What follows is Sterelny's hunch on how agents get that extra information, and thus how
Gallese's model acquires its second sophisticated tier. Furthermore, all of these arguments
undercut the position for the rich conceptual nativism of folk psychology.
Before Sterelny's account can be presented, a brief precis of the evolutionary psychology
position with respect to high order cognitive modules is required.
This position depends on three main arguments; two logical, and one 'just so' story. The
logical arguments are those of ‘poverty of the stimulus’ and the 'frame problem'. The
‘poverty of the stimulus’ argument was appropriated from Chomsky’s defence of his
innateness hypothesis. The argument runs: cognitive competence Z involves a multiplicity of
highly complex rules and parameters. A general-purpose learning mechanism could only
acquire Z after extensive tuition, and it would be slow. Since Z is acquired quickly and with
minimal tuition, a large amount of this cognitive structure must be endogenous. The second
logical argument, the ‘frame problem’, can be summarised like this. If the mind were an
homogenous domain-general learning mechanism, every cognitive ‘act’ would be
accompanied by a ‘combinatorial explosion’ as the possible inputs would be enormous, with
the result that cognition could not function. Since cognition does work, the possible inputs
accompanying a cognitive ‘act’ must be limited. Limitation of inputs means domain-specific
modules, not a single domain-general one. The third ‘just so’ story is a speculation on the
selection pressures that were extant in a hypothetical ancestral environment. Cosmides and
Tooby imagine a Pleistocene hunter-gatherer society and the kind of cognitive skills that they
might have needed, which would then have been modularized by the Baldwin effect. These
include: 'face recognition, friendship, child care, theory of mind, social-exchange, folk
biology, folk physics' etc25. Support for a theory of mind module generally follows the rough
contours of the above, though sometimes with the addition of developmental and dissociative
arguments from psychology as well.26
Though they will not be examined here, Sterelny devotes a fair amount of time to showing the
weaknesses in these last two arguments. However, the brunt of his thesis is addressed to the
classic Chomskyan arguments for innate structure, 'poverty of the stimulus' and the 'frame
problem'.
Sterelny's argument for the scaffolding of folk psychology on a carefully constructed learning
environment is essentially one of 'wealth of the stimulus'. While something like embodied
simulation could form the primary mechanism for intentional understanding, the cognitively
elaborate and context-sensitive second tier 'mechanism' is learnt in an environment of high-fi
signal.
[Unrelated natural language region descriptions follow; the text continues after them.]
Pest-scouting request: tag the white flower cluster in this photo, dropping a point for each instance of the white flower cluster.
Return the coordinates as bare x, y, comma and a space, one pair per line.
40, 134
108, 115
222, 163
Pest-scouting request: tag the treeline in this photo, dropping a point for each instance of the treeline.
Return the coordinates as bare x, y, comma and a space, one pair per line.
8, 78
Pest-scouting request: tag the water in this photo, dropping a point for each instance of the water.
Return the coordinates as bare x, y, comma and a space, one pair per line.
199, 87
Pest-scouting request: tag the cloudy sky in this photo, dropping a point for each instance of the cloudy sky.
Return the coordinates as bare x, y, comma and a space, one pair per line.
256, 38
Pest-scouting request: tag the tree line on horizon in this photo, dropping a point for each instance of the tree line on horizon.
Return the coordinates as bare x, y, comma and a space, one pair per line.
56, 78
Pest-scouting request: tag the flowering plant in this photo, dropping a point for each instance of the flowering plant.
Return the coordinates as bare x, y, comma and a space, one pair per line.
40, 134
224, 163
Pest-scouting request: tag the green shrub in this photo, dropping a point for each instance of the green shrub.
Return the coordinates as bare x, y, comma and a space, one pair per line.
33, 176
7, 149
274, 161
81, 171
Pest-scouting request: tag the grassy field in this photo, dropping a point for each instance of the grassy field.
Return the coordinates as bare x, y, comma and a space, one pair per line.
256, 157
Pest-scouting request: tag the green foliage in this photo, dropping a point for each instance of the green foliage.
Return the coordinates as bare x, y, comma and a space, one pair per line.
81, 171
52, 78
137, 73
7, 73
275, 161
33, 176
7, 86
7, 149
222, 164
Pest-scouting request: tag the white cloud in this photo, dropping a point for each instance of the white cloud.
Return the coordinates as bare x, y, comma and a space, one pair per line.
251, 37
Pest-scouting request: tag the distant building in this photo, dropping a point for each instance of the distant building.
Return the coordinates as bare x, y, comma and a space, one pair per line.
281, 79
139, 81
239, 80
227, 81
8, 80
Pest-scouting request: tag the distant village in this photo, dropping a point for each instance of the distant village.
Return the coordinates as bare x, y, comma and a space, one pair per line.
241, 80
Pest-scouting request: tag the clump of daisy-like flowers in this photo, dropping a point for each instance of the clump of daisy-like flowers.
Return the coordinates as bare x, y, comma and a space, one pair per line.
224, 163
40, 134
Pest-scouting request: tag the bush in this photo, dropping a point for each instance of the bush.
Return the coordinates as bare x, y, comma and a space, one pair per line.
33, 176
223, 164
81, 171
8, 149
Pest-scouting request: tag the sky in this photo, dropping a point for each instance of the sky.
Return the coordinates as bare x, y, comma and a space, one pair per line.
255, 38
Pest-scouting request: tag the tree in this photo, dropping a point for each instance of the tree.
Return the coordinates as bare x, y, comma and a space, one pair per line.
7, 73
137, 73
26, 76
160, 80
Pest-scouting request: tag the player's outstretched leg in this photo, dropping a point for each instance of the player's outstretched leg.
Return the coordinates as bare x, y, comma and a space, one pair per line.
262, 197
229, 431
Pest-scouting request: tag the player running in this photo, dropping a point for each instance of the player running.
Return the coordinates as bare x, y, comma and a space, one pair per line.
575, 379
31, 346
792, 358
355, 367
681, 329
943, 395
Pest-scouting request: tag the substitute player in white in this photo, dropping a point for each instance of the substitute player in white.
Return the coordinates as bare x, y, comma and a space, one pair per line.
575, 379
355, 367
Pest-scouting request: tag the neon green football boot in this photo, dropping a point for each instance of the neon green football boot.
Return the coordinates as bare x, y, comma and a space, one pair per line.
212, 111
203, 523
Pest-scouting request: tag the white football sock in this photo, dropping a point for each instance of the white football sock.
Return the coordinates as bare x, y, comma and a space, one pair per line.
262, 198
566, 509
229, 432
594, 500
The term Sterelny uses for this careful structuring of the learning environment is
‘downstream epistemic engineering’: the fact that the way the Nth generation structures its
environment affects the way the N+ 1 th generation interprets and perceives it, and so on to
the N+ Nth generation. Put another way, ‘We engineer the informational environment of our
downstream generation, thus making for more accurate and reliable acquisition of key
25
S. Mithen, The Prehistory of the Mind, (T&H, 1996), p 45
26
There is evidence that mindreading skills go through a maturation process much like language; and also that
mindreading skills dissociate from other high cognitive skills.
5
6. capacities’27. Furthermore, the character of these learning environments for interpretive skills
is determined by selection pressures28:
Selection for interpretive skills could lead to a different evolutionary trajectory:
selection on parents (and via group selection, on the band as a whole) for actions
which scaffold the development of interpretive capacities. Selection rebuilds
the epistemic environment to scaffold the development of those capacities.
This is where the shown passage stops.